Football Federation Australia (FFA) has put A-League expansion on hold, saying it won’t happen before the 2018/19 season.

That hasn’t stopped Brisbane Strikers, Brisbane City and Ipswich-based Western Pride from entering the race for an A-League licence.

A second club in Brisbane, which according to the 2016 Census has a population of 2.35 million, appears a strong option for the FFA, which Kingsman embraced.

“To me I think there’s an inevitability that more clubs will come to Brisbane,” Kingsman told FourFourTwo.

“I think it should come to Brisbane. I welcome anybody.

“A-League expansion is important for the development of the game here. It’ll keep us on our toes.

“Having been to Sydney and Melbourne derbies, it’ll be great for our fans.”

Kingsman said there would be several benefits in having a local rival, including on-field, arguing New South Wales and Victorian clubs currently have a significant advantage.

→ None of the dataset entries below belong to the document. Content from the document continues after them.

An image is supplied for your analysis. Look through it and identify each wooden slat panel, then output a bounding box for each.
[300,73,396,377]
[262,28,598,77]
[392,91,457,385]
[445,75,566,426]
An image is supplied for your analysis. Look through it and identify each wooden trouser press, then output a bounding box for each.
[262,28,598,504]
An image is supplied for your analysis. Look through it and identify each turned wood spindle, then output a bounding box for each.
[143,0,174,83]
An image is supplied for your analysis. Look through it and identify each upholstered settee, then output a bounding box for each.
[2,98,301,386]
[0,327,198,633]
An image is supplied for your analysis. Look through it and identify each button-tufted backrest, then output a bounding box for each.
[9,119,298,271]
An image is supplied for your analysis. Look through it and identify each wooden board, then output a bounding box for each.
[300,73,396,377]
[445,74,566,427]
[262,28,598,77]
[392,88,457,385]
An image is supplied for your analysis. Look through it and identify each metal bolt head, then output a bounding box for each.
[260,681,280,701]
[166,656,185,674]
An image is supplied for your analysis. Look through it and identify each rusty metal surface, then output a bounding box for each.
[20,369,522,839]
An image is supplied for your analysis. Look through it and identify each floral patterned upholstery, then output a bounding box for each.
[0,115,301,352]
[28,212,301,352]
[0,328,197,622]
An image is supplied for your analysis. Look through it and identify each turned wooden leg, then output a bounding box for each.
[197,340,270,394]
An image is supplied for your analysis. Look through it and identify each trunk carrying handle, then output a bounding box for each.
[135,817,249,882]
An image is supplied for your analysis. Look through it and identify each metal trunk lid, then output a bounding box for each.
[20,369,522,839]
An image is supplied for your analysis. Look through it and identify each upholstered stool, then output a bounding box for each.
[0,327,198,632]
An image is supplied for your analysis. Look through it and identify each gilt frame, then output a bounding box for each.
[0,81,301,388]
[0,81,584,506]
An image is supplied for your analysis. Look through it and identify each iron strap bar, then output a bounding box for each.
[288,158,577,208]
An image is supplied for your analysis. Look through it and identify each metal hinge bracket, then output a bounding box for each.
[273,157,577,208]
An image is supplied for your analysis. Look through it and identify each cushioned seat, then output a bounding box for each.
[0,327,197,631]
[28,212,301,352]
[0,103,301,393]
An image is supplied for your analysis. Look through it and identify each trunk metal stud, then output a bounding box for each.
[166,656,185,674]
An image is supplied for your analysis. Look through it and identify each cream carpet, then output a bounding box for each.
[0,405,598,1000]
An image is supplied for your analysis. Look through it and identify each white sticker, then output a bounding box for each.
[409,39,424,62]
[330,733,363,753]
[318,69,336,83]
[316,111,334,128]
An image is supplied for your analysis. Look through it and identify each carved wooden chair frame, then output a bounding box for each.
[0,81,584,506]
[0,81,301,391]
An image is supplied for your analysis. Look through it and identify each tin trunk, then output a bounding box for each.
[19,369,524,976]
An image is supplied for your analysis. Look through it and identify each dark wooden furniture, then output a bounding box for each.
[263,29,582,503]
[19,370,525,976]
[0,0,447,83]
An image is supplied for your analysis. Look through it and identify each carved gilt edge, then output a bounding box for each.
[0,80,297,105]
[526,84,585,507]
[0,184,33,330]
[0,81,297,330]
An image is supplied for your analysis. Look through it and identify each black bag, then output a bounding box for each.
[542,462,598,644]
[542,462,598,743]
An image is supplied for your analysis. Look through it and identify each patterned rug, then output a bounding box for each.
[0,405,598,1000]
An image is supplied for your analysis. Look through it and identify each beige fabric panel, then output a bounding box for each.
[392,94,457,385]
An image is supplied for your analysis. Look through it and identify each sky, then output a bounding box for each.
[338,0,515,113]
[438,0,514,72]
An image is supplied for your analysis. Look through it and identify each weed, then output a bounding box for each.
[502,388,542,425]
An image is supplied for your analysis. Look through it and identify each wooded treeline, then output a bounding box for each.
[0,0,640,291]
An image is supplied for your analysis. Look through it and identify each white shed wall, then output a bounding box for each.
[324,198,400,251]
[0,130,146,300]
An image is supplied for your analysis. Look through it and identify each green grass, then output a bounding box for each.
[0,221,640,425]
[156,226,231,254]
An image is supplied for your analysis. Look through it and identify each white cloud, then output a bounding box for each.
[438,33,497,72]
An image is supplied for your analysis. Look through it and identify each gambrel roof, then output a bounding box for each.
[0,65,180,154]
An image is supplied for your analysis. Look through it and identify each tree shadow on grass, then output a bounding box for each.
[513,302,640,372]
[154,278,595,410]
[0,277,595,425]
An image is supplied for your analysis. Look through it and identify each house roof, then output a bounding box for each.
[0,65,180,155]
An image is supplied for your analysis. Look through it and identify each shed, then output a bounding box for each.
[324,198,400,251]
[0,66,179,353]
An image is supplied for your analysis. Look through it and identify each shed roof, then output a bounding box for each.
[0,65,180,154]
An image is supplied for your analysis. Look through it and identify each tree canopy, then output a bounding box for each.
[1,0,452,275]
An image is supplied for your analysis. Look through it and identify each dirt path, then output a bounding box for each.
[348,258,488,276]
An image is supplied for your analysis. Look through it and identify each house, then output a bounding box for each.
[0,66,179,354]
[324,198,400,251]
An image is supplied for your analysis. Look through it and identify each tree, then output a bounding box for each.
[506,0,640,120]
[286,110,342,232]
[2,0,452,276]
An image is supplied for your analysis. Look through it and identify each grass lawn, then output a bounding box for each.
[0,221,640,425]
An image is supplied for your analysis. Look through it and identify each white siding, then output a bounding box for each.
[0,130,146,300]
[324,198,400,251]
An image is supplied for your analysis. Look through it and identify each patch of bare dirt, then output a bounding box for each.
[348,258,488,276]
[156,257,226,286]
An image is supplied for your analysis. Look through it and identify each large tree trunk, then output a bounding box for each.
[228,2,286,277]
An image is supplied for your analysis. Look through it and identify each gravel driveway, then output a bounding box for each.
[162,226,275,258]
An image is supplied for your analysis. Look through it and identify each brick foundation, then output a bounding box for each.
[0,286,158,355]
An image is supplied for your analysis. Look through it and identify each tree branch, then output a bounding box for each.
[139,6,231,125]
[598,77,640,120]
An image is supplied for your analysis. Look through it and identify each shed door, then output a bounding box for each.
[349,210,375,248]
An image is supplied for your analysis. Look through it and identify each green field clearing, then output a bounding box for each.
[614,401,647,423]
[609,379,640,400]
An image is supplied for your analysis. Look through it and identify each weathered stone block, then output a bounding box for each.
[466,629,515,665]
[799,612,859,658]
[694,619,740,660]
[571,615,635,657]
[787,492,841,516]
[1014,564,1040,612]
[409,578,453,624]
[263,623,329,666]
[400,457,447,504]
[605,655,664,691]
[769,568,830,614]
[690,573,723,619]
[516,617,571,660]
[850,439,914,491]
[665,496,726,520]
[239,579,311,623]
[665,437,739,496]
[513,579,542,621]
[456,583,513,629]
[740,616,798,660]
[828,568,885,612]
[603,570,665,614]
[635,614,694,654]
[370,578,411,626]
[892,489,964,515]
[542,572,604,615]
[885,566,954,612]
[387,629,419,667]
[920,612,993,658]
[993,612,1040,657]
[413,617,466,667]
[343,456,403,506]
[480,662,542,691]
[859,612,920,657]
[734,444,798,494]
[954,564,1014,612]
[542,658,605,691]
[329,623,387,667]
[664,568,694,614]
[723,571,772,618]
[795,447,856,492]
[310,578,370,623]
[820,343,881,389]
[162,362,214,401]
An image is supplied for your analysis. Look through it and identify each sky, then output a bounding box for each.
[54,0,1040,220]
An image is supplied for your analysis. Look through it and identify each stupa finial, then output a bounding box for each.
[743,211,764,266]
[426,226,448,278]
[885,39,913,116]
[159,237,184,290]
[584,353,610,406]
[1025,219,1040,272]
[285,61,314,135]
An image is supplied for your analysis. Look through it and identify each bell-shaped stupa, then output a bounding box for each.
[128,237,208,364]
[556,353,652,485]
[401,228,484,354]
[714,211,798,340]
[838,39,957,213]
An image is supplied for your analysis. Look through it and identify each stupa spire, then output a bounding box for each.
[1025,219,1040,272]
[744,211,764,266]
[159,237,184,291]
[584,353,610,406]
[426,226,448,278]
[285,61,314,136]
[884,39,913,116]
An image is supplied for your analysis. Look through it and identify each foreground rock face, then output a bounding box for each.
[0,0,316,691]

“Another element is you’ve got four clubs who travel to every single away game, Perth, Adelaide, Wellington and us," Kingsman said. "That is quite hard on these clubs.

“It makes a big difference for the Sydney sides, who might go up to Newcastle or Gosford or Homebush. It’s an easy commute.

“Sometimes there’s a lot to be said for the travel. It takes its toll but you also lose a training day.

“If we can get a local derby we could start clawing back some of those benefits.”

Kingsman felt Brisbane could accommodate a second club, although he reserved judgement on which potential side provided the best point of difference.

Wanderers' geographical point of difference in comparison to Sydney FC has long been a key part of their success in the NSW capital, while Heart/City's central location alongside Victory in Melbourne has arguably contributed to their challenges.

The Roar managing director was buoyed by Roar's good home crowds in 2016/17, with attendances up by eight per cent year on year, going from 12,850 to 13,892, proving there's a strong appetite for football in Brisbane.

“Overall the trends in the competiton as a whole went backwards," Kingsman said.

"For us to show an increase in attendances was really pleasing." 

Kingsman said the club had made an active effort in 2016/17 to improve the perception of their brand after years riddled by off-field drama around owners, the Bakrie Group.

“I made it very clear at the beginning we weren’t going to criticise anybody,” Kingsman said.

"I don’t see any value in that. We work with each other and we want to put positive news out there.

“That was very important to work with the owners who over the years have piled millions of dollars into the club, like many of the A-League owners have.

“It’s important to work with them and support them in what they’ve done.

“We have communication with them, we try to communicate to our members and fans more, and the FFA more.

“That transparent approach we’ve taken with everything has paid dividends this year.”